Mais Cotton n’habitait pas à Baldwin Hills. Sa maison se situait plus au sud, dans une zone composée de friches industrielles et de puits de pétrole exploités jour et nuit. Sa propriété, d’environ un hectare, bordait Stocker Street, sur la route de Santa Fe. Sur la propriété de Cotton s’élevaient les appentis délabrés de fournisseurs de gravier et matériaux de construction, des ateliers de ferraillerie, des décharges, et les maisons faites de bric et de broc des propriétaires de ces affaires.



Lorsque Keri et Ray arrivèrent au terrain de Cotton, le soleil venait de se coucher. Ils avaient éteint la sirène de la voiture juste après s’être arrêtés sur La Cienega Boulevard. Ray avait également éteint les phares. Ils se garèrent sur le boulevard, à une centaine de mètres de la maison de Cotton. La propriété attenante à celle de Cotton était un cimetière de bulldozers et de pelleteuses hors d’usage, dont les silhouettes inquiétantes se découpaient sur le ciel en train de s’obscurcir.

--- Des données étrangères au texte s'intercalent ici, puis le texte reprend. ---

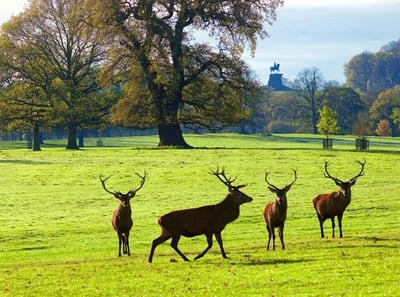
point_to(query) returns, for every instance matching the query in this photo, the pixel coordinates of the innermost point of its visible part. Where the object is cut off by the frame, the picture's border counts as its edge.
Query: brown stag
(329, 206)
(209, 220)
(122, 216)
(275, 212)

Il n’y avait pas de lampadaires sur cette rue. Quelques-uns des bâtiments de l’autre côté de la rue étaient pourvus d’éclairages au-dessus des portes, mais leur lumière ne parvenait pas jusqu’à Keri et Ray.

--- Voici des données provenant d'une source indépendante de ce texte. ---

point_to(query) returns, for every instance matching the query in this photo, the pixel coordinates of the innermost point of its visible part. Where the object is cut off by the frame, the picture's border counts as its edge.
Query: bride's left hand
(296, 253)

Ils récapitulèrent leur plan d’action avant de se lancer.



« On a environ vingt-cinq minutes avant l’arrivée de l’équipe d’Hillman, fit Ray. On essaie de trouver Ashley et de la sortir de là saine et sauve. On laissera l’équipe faire le reste. Ça te va ? »



Keri hocha la tête.



Le portail donnant accès à la propriété attenante à celle de Cotton était ouvert. Ils entrèrent le plus silencieusement possible.



J’imagine que le propriétaire de cette décharge ne s’inquiète pas qu’on vole ses affaires sans être remarqué…



Les propriétés n’étaient séparées que par un grillage d’un mètre et demi de hauteur. Ils le longèrent sur une dizaine de mètres avant d’apercevoir un bâtiment sur le terrain de Cotton. C’était une petite maison de plain-pied. Quelques rayons d’une lumière chaude passaient entre les fentes des rideaux. Derrière la maisonnette, ils apercevaient d’autres structures tapies dans l’obscurité. La plus grande semblait être un hangar divisé en deux étages, peut-être un atelier de soudeur. Les autres structures étaient des appentis, plus petits. Aucun de ces bâtiments n’étaient éclairé.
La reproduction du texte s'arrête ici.